I’ve never done that before. It’s not like plastering myself to someone’s throat is a civilized way of eating. I need a bed, not a table.
They look up when the door slams behind me. I wince. I should’ve closed it quietly. Instead, it’s an alarm that I have arrived, and their attention is now undivided on me.
“Briar?” Hans says, squinting his eyes at me. “Are you okay? You look like you’ve been crying.”
I shake my head, “Oh no, just residual effects from the sundown.” I feel awful lying to them, knowing they can sense my untruth. Flint raises his head from under the table and presses his nose onto Hans’s knee. Hans weaves his hands through the wolf’s fur. I wonder if he has to make contact to communicate. I don’t think I was connected to him the whole time.
“He doesn’t have to. He chooses to as a way of showing me I have his attention. It’s less of a strain on me, and I can communicate for longer periods.”
Hans stares at me, mouth slack. “Can you hear Flint?”
I nod sheepishly. “He thinks it’s because I drank your blood.” Comprehension flashes on Hans’s face.
Gerrit, through a mouthful of bread, looks slighted. “Now I’m the only one who can’t hear the wolf? Bullshit, Flint.” The wolf gives a playful growl and licks Gerrit’s hand under the table.
Hans turns his attention back to Flint, and Flint does not choose to let me in on their conversation. I move to the couch, sitting with my back to the men. I’m still feeling raw, unable to look them in the eyes.

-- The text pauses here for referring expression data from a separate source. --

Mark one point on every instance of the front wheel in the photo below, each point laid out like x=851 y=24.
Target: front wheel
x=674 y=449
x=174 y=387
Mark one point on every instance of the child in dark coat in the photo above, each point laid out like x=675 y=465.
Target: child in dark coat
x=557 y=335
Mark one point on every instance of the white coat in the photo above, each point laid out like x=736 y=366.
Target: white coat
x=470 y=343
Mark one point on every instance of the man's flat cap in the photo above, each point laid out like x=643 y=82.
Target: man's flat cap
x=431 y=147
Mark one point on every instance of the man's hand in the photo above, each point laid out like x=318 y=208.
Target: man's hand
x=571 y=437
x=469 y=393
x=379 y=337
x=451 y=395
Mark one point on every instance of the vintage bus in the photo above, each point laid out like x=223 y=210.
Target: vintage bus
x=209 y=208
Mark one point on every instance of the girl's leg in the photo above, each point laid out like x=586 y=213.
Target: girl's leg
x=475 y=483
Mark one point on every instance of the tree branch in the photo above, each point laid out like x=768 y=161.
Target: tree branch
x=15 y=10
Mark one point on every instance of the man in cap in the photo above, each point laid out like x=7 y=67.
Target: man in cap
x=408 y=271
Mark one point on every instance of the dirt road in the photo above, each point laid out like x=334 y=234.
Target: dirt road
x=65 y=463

I am so fucking tired of being alone. For the first time in my entire memory, I feel truly alive. I am fed, yes, but it is more than that. I have people to talk to, and my magic is pulsing under my skin at full power. Typically, my power is only completely full for the first day after feeding, but I can tell this is different.

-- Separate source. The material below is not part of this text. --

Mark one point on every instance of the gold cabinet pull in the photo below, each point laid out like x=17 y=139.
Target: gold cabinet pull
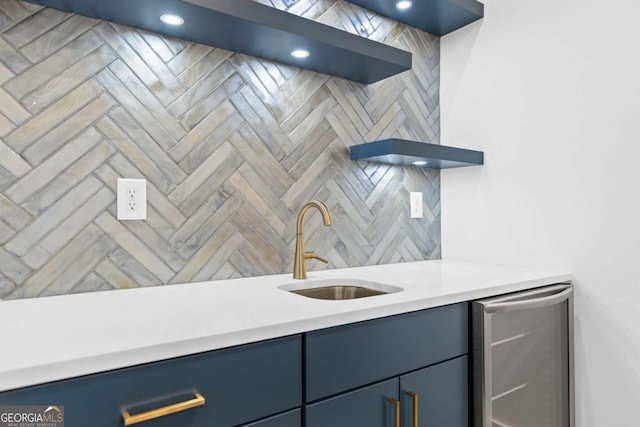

I feel the couch depressing on both sides of me, and the men are there, tree-trunk thighs touching mine. Each reaches to grab a hand, and I look over my shoulder to where Flint lay under the table. “Fucking traitor,” I hiss at him.
“Don’t blame him. I asked,” Hans says.
“And I made Hans tell me,” Gerrit adds.
Their proximity, the warmth of their skin flowing through me, threatens to spill tears from my eyes again. “I can’t talk about it. I don’t want to,” I say, reading the conversation they want to have in their eyes.
I think for a minute that they may ignore me and push their questions through anyway, but instead, Hans gathers me into his arms. “Okay, but we’re here.”
I bury my face in his chest, and this time, I cannot stop the tears from falling.